"We return to Gaza in order to conclude reconciliation and national unity and end the painful impacts of divisions and to rebuild Gaza brick by brick," says Prime Minister Rami Hamdallah in his visit to the Gaza Strip.
Palestinian Prime Minister Rami Hamdallah on Monday crossed into the Gaza Strip for his first visit in two years in a move towards reconciliation between Hamas and the mainstream Fatah party.
Hamas announced last week that it was handing over administrative control of the Gaza Strip to a unity government headed by Hamdallah.
But the movement's armed wing remains the dominant power in the Palestinian enclave of two million people.
"We return to Gaza in order to conclude reconciliation and national unity and end the painful impacts of divisions and to rebuild Gaza brick by brick," Hamdallah said at a welcoming ceremony.
"The government began to exercise its roles in Gaza from today," he said at a press conference at the crossing.
"We return to Gaza again to end the division and achieve unity."
He was welcomed by thousands of people, with hopes that this reconciliation plan can avoid the problems that wrecked several previous attempts.
Hamas politicians and members of the premier's Fatah faction greeted Hamdallah on arrival.
The delegation's visit is seen as largely symbolic and preparing the ground for further talks, probably in Cairo.
The outcome will determine the Palestinians' acceptance on the international stage.
Forces loyal to Palestinian President Mahmoud Abbas lost control of Gaza in fighting with Hamas in 2007.
Hamas' reversal was the most significant step towards Palestinian unity since the government was formed in 2014.
It failed to function in Gaza – where Israel and Hamas have fought three wars since 2008 – because of disputes between Hamas and Fatah over its responsibilities.
Narrowing internal divisions could help western-backed Abbas counter Israel's argument that it has no negotiating partner for peace with the Palestinians, analysts said.
"We came with instructions from Abbas to tell the world from the heart of Gaza that the Palestinian state cannot and will not be established without geographical and political unity between Gaza and the West Bank," Hamdallah said.
TRT World speaks to journalist Maha Elbanna in Gaza for the latest.
"Day of Eid"
A Hamas police honour guard and hundreds of Palestinians, many of them waving Palestinian flags, awaited Hamdallah outside the Hamas-controlled checkpoint, down the road from Israel's Erez border crossing through which the prime minister and his motorcade passed.
"It is a day of Eid, a national holiday," said Abdel-Majid Ali, 46.
"We hope this time reconciliation is for real."

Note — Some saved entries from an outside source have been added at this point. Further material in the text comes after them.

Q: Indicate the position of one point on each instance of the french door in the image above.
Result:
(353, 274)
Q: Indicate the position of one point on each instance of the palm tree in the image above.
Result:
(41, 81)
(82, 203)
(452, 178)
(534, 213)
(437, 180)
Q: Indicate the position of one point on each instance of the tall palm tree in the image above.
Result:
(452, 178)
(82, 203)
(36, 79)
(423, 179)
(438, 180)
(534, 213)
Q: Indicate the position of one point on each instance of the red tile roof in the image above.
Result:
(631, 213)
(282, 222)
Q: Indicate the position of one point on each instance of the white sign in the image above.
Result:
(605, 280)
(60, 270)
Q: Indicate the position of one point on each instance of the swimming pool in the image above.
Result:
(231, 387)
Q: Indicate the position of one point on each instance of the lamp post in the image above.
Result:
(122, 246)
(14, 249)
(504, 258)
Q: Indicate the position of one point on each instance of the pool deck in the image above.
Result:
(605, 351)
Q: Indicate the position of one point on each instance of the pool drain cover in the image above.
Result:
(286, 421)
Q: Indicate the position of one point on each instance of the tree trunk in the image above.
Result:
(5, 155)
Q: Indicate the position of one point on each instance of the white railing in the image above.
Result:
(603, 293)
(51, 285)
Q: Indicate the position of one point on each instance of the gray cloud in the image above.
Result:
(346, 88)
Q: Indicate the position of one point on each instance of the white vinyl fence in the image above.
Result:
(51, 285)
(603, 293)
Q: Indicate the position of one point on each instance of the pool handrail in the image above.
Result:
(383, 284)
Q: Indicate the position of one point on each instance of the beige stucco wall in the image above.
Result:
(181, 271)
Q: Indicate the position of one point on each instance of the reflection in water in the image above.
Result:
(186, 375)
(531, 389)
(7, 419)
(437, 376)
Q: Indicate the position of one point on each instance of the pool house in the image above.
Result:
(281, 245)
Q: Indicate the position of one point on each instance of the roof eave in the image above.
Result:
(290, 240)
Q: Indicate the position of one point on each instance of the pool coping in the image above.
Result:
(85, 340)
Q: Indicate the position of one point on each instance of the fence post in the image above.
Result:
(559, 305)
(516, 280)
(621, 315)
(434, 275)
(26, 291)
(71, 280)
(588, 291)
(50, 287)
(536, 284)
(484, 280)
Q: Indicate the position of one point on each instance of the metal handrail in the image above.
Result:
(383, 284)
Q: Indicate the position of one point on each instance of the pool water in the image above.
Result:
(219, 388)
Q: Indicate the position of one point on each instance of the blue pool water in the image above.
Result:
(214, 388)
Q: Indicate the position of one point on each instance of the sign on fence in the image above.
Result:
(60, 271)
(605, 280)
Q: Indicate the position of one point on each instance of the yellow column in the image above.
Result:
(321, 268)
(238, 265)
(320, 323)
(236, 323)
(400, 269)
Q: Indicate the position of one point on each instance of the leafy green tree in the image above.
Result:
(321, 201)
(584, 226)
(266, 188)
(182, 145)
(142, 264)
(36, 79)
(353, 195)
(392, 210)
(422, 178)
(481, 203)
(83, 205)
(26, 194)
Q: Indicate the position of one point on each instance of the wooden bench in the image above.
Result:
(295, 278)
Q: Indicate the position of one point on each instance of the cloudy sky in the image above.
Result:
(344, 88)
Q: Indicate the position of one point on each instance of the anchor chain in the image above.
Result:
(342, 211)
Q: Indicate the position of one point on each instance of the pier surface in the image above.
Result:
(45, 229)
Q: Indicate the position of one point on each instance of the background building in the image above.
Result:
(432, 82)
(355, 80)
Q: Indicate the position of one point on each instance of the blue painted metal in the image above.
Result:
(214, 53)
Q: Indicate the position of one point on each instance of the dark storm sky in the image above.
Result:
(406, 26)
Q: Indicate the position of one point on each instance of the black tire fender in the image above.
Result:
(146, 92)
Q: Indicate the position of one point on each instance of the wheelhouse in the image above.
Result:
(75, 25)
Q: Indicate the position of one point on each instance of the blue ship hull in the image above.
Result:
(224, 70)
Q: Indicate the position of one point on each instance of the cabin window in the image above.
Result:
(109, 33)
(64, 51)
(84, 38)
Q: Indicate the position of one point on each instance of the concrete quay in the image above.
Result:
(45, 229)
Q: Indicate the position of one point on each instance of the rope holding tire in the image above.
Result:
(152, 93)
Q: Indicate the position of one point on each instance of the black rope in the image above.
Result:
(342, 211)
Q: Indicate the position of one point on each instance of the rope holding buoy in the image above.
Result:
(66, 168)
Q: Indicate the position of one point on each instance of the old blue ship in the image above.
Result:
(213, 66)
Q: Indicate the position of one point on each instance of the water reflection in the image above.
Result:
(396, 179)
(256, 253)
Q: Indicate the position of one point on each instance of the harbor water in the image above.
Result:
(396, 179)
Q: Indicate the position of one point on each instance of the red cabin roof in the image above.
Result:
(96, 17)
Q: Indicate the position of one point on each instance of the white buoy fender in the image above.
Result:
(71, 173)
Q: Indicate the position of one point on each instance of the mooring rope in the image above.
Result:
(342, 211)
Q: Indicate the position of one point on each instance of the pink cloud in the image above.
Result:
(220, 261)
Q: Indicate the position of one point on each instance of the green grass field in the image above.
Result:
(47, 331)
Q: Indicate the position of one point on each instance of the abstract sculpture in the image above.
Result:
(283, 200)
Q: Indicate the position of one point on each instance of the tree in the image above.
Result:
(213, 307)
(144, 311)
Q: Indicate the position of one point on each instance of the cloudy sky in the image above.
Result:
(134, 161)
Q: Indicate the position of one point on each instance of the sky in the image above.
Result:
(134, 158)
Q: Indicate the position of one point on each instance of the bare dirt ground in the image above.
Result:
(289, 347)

"The road ahead will be long and hard, but momentum of reconciliation and peace should not be missed," Nickolay Mladenov, the UN special coordinator for the Middle East peace process wrote on Twitter.
Former Gaza security chief
The unity drive also marked a return to prominence of exiled former Gaza security chief Mohammed Dahlan, once one of Hamas' fiercest enemies and now a leading figure in regional efforts to pull the territory back into the Palestinian mainstream.
Dahlan, based since 2011 in the United Arab Emirates, is behind an influx of cash to prop up Gaza and detente between Hamas and Arab states including Egypt, which hosted reconciliation talks.
Hamdallah was scheduled to hold talks with Hamas leader Ismail Haniyeh and tour Shejaia, a neighbourhood heavily damaged by Israeli bombardment in a 2014 war with Gaza militants.
On Tuesday, the Palestinian unity cabinet will meet in Gaza.
"The agenda is crowded with ideas and projects," Culture Minister Ehad Bseisso said.
"We need to ... push the wheel of reconciliation forward, to create a positive atmosphere."
In addition to setting a date for holding presidential and parliamentary elections, the factions will have to resolve the issue of the fate of the 40,000 to 50,000 civil and military staff Hamas had hired since 2007.
Michael Oren, deputy minister for diplomacy in Israeli Prime Minister Benjamin Netanyahu's cabinet, played down the unity drive, saying "it happens every two or three years" and that Hamas remains dedicated to Israel's destruction.
"One of the issues is whether Hamas will be able to retain its arms. If it does then it's a non-starter for Israel," he said.
Abbas' pressure over the past several months on Hamas to loosen its grip included halting electricity payments to Israeli suppliers, a sanction that caused extensive daily blackouts in Gaza.
Abbas also cut wages to civil servants still on the unity government's payroll, a move that deepened economic hardship in an area long under partial blockade by Israel and Egypt, which cite security concerns for border restrictions.